Although Russia claims the Nudol missiles are meant to be used defensively against incoming enemy weapons, the Pentagon classifies them as "direct ascent" anti-satellite weapons. And US intelligence officials estimate that it would only take "two dozen or so anti-satellite attacks" to wreak havoc with US military operations, which rely on the network for everything from navigation and communications to targeting and intelligence purposes.

"Potentially, it could result in our defeat in a high intensity conflict," former Pentagon strategic arms policymaker Mark Schneider said. "The complete loss of the GPS network, or its serious degradation, would eliminate the effectiveness of all existing long-range conventional strike cruise missiles and would degrade the functioning of many of our precision guided weapons."

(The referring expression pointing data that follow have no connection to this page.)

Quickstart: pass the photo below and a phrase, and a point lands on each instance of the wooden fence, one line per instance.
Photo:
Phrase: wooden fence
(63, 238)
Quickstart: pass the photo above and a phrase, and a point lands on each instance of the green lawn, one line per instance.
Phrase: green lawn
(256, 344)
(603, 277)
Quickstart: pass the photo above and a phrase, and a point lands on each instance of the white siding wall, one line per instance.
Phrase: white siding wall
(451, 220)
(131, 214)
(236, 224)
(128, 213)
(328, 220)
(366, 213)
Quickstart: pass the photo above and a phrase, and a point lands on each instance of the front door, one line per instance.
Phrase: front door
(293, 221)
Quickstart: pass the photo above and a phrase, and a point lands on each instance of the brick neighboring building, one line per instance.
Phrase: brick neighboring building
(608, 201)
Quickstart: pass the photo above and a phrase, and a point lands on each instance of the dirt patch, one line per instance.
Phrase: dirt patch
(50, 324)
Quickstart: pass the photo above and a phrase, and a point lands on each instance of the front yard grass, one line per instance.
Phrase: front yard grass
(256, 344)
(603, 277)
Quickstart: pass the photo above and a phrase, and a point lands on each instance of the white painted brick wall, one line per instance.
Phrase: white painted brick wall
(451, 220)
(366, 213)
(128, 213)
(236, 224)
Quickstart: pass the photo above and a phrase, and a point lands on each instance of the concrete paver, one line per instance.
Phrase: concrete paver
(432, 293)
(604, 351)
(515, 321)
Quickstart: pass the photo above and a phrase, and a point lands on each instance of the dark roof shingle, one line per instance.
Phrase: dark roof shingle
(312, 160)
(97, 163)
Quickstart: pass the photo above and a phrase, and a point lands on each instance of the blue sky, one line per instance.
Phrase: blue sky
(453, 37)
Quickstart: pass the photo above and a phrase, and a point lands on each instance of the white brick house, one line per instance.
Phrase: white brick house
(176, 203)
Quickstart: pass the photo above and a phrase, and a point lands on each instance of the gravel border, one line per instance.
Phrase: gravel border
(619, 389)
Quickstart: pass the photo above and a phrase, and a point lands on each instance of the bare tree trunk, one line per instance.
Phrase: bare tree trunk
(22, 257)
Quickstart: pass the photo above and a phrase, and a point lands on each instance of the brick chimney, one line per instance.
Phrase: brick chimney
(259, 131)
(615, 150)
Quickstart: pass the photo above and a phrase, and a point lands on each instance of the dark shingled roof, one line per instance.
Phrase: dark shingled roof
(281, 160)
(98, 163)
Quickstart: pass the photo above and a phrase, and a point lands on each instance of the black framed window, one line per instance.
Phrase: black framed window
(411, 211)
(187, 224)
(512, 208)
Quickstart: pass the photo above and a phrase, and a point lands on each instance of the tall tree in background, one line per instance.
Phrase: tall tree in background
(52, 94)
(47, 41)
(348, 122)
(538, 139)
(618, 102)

While the US has been taking steps to move away from its reliance on GPS, the Russian military also has plans for a terrestrial missile jamming systems. On the offensive front, the Pentagon likely won't divulge what sort of anti-satellite capabilities the US has, but an Air Force proposal for anti-satellite lasers was shot down years ago and other anti-satellite programs have apparently been halted since the late eighties, although the Navy did shoot down a malfunctioning spy satellite in 2008.

Meanwhile, beyond the Nudol test, Russia and China are both reportedly developing other orbital weapons like anti-satellite lasers and smaller satellites capable of physically attacking America's space infrastructure. As Heritage Foundation defense analyst Michaela Dodge explained, the successful tests should be a wake-up call to the US to "treat space as an increasingly contested environment where access might not be guaranteed as it has been in the past."